Crypto will overtake precious metals
State Street, one of the world’s largest ETF services, has predicted crypto ETFs will overtake precious metals ETFs in North America by the end of the year.
In its latest analysis, entitled 2025 Global ETF Outlook: The expansion accelerates, the service has said the continuing interest in crypto could make it the third largest asset class in the $15 trillion EFT industry.

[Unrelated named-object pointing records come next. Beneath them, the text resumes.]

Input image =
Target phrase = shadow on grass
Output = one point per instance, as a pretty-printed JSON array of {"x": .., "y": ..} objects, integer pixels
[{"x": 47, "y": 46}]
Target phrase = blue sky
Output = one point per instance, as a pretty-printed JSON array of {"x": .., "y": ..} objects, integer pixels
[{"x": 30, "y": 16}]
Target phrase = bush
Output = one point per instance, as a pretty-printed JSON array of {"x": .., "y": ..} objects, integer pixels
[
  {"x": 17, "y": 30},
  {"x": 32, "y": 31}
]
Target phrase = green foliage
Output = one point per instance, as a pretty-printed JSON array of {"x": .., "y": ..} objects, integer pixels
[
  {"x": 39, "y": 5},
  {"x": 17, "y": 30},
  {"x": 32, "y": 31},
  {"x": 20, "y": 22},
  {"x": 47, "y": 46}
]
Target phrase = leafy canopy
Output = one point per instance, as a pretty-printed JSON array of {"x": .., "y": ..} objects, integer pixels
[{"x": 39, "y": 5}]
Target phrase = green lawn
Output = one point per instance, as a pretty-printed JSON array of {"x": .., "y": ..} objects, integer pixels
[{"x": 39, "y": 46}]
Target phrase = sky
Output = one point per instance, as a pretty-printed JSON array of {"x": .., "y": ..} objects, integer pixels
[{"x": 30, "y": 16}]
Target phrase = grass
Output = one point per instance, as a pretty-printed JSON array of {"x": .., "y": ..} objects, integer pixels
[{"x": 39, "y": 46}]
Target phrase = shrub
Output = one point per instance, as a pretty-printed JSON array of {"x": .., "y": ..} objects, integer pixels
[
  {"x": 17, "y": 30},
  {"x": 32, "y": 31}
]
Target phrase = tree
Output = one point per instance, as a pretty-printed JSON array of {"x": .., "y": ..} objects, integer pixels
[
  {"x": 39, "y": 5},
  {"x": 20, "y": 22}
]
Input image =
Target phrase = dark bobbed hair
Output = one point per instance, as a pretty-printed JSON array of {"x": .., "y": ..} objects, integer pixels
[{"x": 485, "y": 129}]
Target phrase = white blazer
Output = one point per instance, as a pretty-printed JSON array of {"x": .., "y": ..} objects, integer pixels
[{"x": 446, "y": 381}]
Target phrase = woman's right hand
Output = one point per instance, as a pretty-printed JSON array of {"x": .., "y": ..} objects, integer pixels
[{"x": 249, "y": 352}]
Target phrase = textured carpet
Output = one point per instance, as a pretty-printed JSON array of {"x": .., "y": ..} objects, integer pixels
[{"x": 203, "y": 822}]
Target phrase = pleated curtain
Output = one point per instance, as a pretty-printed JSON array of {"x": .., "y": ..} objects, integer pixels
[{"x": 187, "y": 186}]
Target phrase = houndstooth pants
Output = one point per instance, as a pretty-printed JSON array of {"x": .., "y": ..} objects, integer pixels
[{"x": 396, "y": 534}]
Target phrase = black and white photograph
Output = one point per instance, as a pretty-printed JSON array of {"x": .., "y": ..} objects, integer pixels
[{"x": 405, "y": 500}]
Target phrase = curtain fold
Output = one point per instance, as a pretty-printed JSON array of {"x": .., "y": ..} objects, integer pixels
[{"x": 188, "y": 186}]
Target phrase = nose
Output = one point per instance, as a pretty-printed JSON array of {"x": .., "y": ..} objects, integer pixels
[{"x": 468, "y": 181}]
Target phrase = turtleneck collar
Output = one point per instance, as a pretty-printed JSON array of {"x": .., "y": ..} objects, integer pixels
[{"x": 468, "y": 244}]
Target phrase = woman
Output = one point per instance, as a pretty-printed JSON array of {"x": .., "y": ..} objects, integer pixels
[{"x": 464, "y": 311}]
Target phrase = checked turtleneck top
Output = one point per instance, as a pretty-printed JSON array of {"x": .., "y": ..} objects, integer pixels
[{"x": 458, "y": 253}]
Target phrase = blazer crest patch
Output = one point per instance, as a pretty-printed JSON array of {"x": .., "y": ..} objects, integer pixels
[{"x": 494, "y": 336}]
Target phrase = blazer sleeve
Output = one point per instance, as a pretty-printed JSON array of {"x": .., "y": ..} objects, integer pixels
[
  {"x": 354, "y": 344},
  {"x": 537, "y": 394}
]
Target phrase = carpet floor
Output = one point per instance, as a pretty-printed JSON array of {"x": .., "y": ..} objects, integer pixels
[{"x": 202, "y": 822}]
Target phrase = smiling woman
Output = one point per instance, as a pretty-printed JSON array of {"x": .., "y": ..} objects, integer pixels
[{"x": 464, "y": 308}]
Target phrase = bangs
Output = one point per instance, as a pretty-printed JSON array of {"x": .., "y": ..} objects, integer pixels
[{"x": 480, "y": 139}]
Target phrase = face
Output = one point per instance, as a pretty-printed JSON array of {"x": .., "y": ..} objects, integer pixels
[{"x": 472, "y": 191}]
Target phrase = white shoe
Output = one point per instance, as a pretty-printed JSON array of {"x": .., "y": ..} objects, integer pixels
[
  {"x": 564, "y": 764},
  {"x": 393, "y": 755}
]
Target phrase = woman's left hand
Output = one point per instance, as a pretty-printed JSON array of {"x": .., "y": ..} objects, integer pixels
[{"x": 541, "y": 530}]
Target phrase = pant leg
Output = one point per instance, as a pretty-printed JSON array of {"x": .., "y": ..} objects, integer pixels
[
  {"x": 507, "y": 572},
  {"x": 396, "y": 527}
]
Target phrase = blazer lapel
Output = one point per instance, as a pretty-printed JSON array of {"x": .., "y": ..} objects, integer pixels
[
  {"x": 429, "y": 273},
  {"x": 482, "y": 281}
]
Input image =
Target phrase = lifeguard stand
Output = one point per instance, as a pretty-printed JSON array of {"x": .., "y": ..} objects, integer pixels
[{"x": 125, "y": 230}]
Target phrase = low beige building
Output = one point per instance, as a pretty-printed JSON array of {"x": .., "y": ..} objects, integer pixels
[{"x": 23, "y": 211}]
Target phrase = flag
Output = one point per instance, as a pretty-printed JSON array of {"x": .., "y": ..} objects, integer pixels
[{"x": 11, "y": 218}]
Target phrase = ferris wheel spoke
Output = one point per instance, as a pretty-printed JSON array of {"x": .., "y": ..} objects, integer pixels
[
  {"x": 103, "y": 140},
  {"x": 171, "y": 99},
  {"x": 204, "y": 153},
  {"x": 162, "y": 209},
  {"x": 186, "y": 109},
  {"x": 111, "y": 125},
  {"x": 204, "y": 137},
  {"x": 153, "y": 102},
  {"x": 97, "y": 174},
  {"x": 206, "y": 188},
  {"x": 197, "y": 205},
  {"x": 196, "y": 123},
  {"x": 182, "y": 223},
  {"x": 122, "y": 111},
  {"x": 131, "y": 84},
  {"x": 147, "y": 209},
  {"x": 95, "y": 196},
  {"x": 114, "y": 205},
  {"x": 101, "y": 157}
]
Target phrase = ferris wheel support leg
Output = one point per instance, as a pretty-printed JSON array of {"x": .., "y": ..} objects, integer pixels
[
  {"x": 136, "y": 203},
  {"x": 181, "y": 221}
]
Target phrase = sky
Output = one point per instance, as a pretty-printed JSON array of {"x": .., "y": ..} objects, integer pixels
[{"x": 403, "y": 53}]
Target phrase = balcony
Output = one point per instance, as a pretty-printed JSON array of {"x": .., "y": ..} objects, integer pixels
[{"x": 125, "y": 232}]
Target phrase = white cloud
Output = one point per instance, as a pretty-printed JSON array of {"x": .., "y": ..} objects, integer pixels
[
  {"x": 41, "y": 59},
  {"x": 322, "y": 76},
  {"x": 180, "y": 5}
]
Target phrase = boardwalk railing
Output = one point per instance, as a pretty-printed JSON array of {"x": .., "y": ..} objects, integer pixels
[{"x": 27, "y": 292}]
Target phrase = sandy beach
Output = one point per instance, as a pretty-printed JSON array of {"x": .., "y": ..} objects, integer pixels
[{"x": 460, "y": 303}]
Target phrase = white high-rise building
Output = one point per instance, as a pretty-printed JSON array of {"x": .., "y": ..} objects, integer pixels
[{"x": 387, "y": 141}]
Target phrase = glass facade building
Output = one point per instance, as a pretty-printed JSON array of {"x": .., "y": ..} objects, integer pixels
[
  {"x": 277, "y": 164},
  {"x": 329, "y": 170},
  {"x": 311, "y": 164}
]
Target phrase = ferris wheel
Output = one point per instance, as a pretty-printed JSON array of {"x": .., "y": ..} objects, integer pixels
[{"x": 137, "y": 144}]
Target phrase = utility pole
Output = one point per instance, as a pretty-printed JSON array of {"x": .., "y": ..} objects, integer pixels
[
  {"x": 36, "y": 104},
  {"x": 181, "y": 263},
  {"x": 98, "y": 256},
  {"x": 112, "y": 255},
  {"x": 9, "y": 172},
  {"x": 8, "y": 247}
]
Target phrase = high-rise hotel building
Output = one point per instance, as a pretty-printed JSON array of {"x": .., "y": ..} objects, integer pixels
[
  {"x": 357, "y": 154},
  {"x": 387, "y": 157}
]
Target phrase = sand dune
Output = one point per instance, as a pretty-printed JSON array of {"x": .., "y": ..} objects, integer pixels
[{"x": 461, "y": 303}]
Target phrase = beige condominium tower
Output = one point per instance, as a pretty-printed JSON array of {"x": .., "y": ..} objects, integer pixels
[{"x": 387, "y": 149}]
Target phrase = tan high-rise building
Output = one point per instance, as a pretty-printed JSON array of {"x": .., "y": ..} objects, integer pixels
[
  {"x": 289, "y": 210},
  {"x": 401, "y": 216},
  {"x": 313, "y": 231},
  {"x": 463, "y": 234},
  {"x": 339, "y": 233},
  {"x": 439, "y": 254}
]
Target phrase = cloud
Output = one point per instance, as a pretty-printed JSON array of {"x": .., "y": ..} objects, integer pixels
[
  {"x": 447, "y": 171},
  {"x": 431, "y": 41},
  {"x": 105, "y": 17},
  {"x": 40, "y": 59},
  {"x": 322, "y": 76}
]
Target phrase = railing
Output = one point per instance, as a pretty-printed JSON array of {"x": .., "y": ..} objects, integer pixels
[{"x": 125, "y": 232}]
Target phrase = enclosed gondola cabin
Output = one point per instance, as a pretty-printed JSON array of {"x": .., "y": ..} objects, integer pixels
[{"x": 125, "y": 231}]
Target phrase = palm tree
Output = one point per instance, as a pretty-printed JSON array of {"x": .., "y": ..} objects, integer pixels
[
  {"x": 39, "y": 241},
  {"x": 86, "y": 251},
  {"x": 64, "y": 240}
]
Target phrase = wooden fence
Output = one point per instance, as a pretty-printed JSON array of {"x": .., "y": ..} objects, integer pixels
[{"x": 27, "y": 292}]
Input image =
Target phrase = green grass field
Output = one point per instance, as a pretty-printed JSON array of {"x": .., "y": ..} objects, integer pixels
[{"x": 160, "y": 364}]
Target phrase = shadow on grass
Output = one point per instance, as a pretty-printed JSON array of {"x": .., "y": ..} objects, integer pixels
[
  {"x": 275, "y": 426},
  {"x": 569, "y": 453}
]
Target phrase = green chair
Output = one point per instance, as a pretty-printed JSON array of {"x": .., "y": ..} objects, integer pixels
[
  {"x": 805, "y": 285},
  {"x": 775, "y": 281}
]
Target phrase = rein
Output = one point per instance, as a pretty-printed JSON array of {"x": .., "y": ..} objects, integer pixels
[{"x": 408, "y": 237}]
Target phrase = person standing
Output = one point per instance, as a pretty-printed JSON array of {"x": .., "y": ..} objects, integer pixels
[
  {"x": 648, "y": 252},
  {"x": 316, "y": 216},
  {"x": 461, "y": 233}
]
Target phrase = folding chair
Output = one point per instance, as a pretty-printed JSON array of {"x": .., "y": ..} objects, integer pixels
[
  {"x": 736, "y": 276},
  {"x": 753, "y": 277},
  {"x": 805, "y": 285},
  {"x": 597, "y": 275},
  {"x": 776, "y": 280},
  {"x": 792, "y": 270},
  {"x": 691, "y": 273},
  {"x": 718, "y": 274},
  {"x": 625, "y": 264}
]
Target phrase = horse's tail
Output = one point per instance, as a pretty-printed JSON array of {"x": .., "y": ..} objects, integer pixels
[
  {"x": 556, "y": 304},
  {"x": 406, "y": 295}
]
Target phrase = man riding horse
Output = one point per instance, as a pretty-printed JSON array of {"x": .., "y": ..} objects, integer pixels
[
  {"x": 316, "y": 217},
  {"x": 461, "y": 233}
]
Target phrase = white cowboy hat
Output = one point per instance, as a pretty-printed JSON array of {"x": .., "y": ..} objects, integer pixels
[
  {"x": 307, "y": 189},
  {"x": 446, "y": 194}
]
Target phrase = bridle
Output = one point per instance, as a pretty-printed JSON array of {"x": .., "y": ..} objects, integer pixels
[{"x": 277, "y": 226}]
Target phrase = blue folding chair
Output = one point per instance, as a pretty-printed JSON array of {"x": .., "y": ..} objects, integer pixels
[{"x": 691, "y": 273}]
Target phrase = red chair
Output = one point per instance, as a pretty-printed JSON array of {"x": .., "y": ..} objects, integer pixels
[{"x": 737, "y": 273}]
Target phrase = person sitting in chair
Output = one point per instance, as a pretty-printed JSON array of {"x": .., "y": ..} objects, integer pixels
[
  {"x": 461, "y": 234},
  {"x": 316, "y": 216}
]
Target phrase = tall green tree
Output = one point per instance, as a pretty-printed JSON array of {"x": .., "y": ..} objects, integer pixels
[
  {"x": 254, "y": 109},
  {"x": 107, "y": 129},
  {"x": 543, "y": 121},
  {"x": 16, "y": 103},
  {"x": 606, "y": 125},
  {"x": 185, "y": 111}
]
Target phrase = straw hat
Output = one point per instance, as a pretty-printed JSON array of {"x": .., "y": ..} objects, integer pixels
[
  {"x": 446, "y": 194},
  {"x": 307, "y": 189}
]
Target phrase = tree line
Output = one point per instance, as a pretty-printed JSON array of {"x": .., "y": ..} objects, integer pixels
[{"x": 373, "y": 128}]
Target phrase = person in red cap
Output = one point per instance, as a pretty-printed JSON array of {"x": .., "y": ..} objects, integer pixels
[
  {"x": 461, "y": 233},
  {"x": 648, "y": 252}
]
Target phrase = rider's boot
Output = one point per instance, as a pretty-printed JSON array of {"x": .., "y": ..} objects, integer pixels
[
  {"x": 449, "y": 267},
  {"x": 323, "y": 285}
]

It will only be behind assets such as equities and bonds, but could potentially overtake rival assets such as real estate, alternatives and multi-asset funds.
“Beyond the expansion of asset classes, we are also seeing more regulators and ecosystems around the globe adapting their regulations to fold active ETFs into the mix, bringing new markets and clients to the table,” State Street analysts have said.
Other predictions in the analysis in relation to digital assets include:
- “Spot crypto products will expand to cover the top 10 coins based on market cap.”
- “Crypto ETFs will expand to multi-coin products well beyond Bitcoin and Ethereum.”
- “Additional ecosystem members will gain comfort with trading digital asset products, and combined with regulatory easing, will pave the way for the approval of in-kind capabilities for digital assets.”
Largest heist in history
In a development that has left the crypto industry shocked and worried, reports emerged last week that hackers allegedly backed by the North Korean government have managed to steal $1.5 billion worth of crypto assets from a cryptocurrency exchange.
Security analysts have said Pyongyang-backed agents “were able to breach the systems of Dubai-based exchange Bybit to steal the digital coin ether,” the Telegraph has reported.
This could potentially be the second mega heist by North Korean agents in consecutive years, after they also stole $1.3 billion in digital coins in 2024, according to Chainalysis.
The crypto analyst said last year that: “Hackers linked to North Korea have become notorious for their sophisticated and relentless tradecraft, often employing advanced malware, social engineering, and cryptocurrency theft to fund state-sponsored operations and circumvent international sanctions.”
It is believed, though not confirmed, that the hackers are part of the North Korean security agency and use the incomes from such heists to help mobilize the country’s economy in face of international sanctions.
Bybit has tried to play down the steal, insisting that it was an “isolated incident” and that it has more than enough assets to cover for the loss, the Telegraph has reported.